Sadly such events were not isolated as state after state enacted laws that allowed medical personnel to determine which women were flawed enough to warrant sterilization. Individuals were judged by the appearance of traits like mental illness, addiction, ethnicity, and even poverty. Immigrants from places like southern or eastern Europe were thought to be a threat to America with their ignorance and “dirty” ways. Die hard eugenists believed that it was their duty to keep the best traits pure by limiting contact with those who seemed to be damaged.

It was not until a scientist named Hermann Joseph Miller from the University of Texas demonstrated the complexities of human heredity that the eugenics movement began to lose its luster. When news of the horrors of the Nazi concentration camps reached the world, its link with eugenics insured that all thoughts of meddling with human heredity were mostly put to rest. Eugenics became an embarrassment that was secreted away.

I shudder to think of how my own family might have been viewed through the lens of eugenics. My maternal grandparents were from one of the countries thought to be inferior. Had they not arrived in the United States before the immigration laws became more constricted I might not be writing these words today. My maternal grandmother had a mental breakdown as well and spent time in a state hospital in Austin. Luckily Texas was not one of the states allowing involuntary sterilizations or she may have been deemed a candidate for such a procedure. My paternal grandfather spoke honestly about his father’s alcoholism and his own. Until he took control of his addictions he was hardly the kind of person who would have been deemed worthy of fathering children.

My family demonstrates the folly of the so-called scientific judgements of eugenics. In spite of what appeared to be undesirable traits the descendants of my grandparents are some of the most intelligent and productive individuals in society. From those so called defective genes there are now medical doctors, teachers, lawyers, doctors of philosophy, mathematicians, scientists, engineers, business men and women, ministers, athletes. We put the lie to the very essence of eugenic arguments that some groups of people are so inferior that they must not be allowed to produce. Thankfully the scientific community regained its wits and turned away from the ignorance that it was propagating, but not before millions had suffered and even died.

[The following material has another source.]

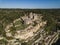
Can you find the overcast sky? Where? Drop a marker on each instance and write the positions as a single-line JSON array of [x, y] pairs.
[[29, 3]]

The black mark of eugenics should give us pause. We should always question any ideas that claim legitimacy while admitting that there are still many unknowns. Just because those who are better educated insist on the righteousness of their ideas does not make them so. When our hearts tell us that something feels wrong, we need to listen. Sometimes our instincts are more in tune with reality than those propagating unproven theories. We always have to ask ourselves if generalities can be believed.